Was wären demnach die nächstmöglichen Szenarien? "Das ist der Einmarsch über die Grenzen dieser beiden Oblasten (Verwaltungsgebiete, Anm.) hinaus und theoretisch ein Vormarsch bis zum Dnjepr, was die Ukraine als Ganzes betreffen würde", erklärt Reisner im Gespräch mit der Kleinen Zeitung. Insofern sei das Vorgehen Russlands bislang für Experten keine Überraschung gewesen, wohl aber die Rede Wladimir Putins am Montagabend. Diese sei von einer ungewöhnlichen Klarheit und Konsequenz gekennzeichnet und wohl in erster Linie an das eigene Volk gerichtet gewesen. Dieser 21. Februar 2022 werde wohl in die Geschichtsbücher eingehen, meint der Offizier. "Eine Nuklearmacht hat entschieden, die militärische Karte zu ziehen und wir im Westen haben möglicherweise noch nicht verstanden, welche Folgen das haben kann."

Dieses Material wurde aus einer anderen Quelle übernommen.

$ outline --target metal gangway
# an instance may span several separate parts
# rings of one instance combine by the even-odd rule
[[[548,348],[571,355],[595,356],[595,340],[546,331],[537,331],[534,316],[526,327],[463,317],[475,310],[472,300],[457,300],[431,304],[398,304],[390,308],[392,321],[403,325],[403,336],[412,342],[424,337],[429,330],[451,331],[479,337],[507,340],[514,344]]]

Oberst Markus Reisner forscht an der Militärakademie Wiener Neustadt
Oberst Markus Reisner forscht an der Militärakademie Wiener Neustadt © BMLV/Kreibich

Kommt es zum erwarteten Übergang in das Szenario drei, einem Vorstoß über die von den Separatisten besetzten Gebiete hinaus, seien wohl massive Kampfhandlungen die Folge. Die ukrainische Armee habe sich in den letzten Jahren stark modernisiert, etwa durch die Beschaffung türkischer Drohnensysteme und den Waffenlieferungen aus dem Westen. Aber sollte Russland seine Kräfte in voller Stärke einsetzen, habe die Ukraine dem wenig entgegenzusetzen. "Die russischen Streitkräfte würden massiv Artillerie- und Raketensysteme einsetzen, die in einer Qualität verfügbar sind, die nicht einmal westliche Armeen haben." Reiser erinnert an ein Beispiel 2014, als eine ukrainische Brigade im offenen Gelände mit Mehrfach-Raketenwerfer beschossen wurde. Die Folge: Mehr als 70 Tote und 150 schwerverletzte Soldaten.

Verheerende Waffenwirkung

Russland könne seine ganze Bandbreite an Fähigkeiten zum Einsatz bringen. Der Experte zählt auf: "Wir reden von Rohrartillerie, von Raketen unterschiedlicher Reichweite, Luftmittel wie Kampfhubschrauber, Flugzeuge, taktische Raketen – alles mit verheerender Wirkung." Die Ukraine sei bei der Verteidigung seines Territoriums weitgehend auf sich alleine gestellt und könne einen russischen Vorstoß maximal verzögern, aber nicht aufhalten.

Außer mit Waffenlieferungen und einer Unterstützung mit Aufklärungsmitteln könne die Nato bzw. die EU dem angegriffenen Land keine direkte militärische Unterstützung gewähren. "Den Einsatz von Nato-Kräften auf ukrainischem Territorium würde ich eher ausschließen, wenn dann nur in Beraterrollen", sagt Reisner.

Derzeit sei für den Militärexperten noch nicht erkennbar, wo die russische Offensive endet. Das gelte auch für militärische Maßnahmen, die unmittelbar auch die Hauptstadt Kiew betreffen. "Da muss man die Entwicklung der nächsten Tage abwarten." Die von Putin angedeutete Drohung eines Nuklearschlages hält Reisner für wenig wahrscheinlich, könne aber nicht gänzlich ausgeschlossen werden, wenn Nato-Staaten aktiv in den Konflikt einsteigen.